Thursday, March 27, 2014
Veronica Mars
Veronica Mars
Dir. Rob Thomas
2.5 out of 5
"Fan service" is an unusually loaded term when it comes to Veronica Mars, the improbable movie adaptation of the cult teen detective drama of the last decade, which ran for three low-rated but critically-acclaimed seasons. Stymied by a lack of studio funding, creator Rob Thomas appealed directly to the show's fanbase on the crowdfunding website Kickstarter, where thousands ponied up over $5 million to get the movie made. That's a lot of investors to satisfy, and for the most part Veronica Mars is pitched directly to and does right by those diehards, without whom the film wouldn't exist at all.
Almost a decade after the show's conclusion, Veronica Mars (Kristen Bell) is a plucky law school grad in a happy relationship with college sweetheart Stosh "Piz" Piznarski (Chris Lowell). But while she's moved past her former life as a junior private detective in class-conscious Neptune, California, she can't resist a friend in trouble - specifically her old flame, Logan Echolls (Jason Dohring), a celebrity scion accused of murdering his pop star girlfriend. Veronica drops everything and returns home to help Logan with his legal affairs. This quickly escalates from helping him find a decent lawyer to getting personally involved in his case, all against the backdrop of her high school's ten-year reunion, conveniently providing access to all of Veronica's old friends and enemies.
But here is where the more common pejorative definition of "fan service" begins to apply to Veronica Mars. Thomas has little incentive to shake things up, and instead attempts to cram in as many of the show's touchstones and characters while trying to construct a taut, tense mystery. The result is a much more simplified version of Neptune, as familiar faces pop up as mile markers for the plot instead of the richly-conceived characters of old. Still, seeing actors like Bell, Krysten Ritter, Ken Marino, and Ryan Hansen return to the roles that helped them kick-start their careers is a blast, and absorbing Thomas' rapid fire, pop culture-inflected dialogue is half the fun, even if the guffaw-to-groan ratio has slipped a bit.
With an attractive cast spitting snarky barbs at each other in a barely plausible and strikingly mature teenage world, Veronica Mars the show is a charmingly dated artifact of the mid-00s. By adhering to this same formula in 2014, Veronica Mars the movie can't help but feel stuck in a frustrating yet oddly comforting rut. It doesn't help that Thomas bites off more than he can chew by attempting to resolve the series' main love triangle, comment on the cycle of institutional injustice (via a half-baked police corruption subplot), and provide a satisfying conclusion to its self-contained mystery in one fell swoop. It's a rushed, overstuffed mess that ditches Thomas' strong point of view in favor of catering to all potential audience desires - an approach that's overly cautious at best and hopelessly confused at worst, as when James Franco inexplicably cameos as himself to give Veronica one of her strongest leads.
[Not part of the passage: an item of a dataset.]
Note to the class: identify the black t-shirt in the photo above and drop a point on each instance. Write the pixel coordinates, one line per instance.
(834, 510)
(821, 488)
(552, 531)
Some stories just function better when spread out over the 20-plus hours of a TV season than crammed into 100 minutes of a feature film. Fundamental differences in medium aside, however, I found the grassroots achievement of Veronica Mars tempered by the bittersweet emotions it evoked. In witnessing how Veronica's world has remained unaltered, I was only more aware of the changes in my own. That's the double-edged nature of nostalgia. Veronica Mars may be an ultimately disappointing experience that vaguely approximates the show's glory days, but at least I can appreciate the way it reminds me of how Veronica and I used to be friends...a long time ago.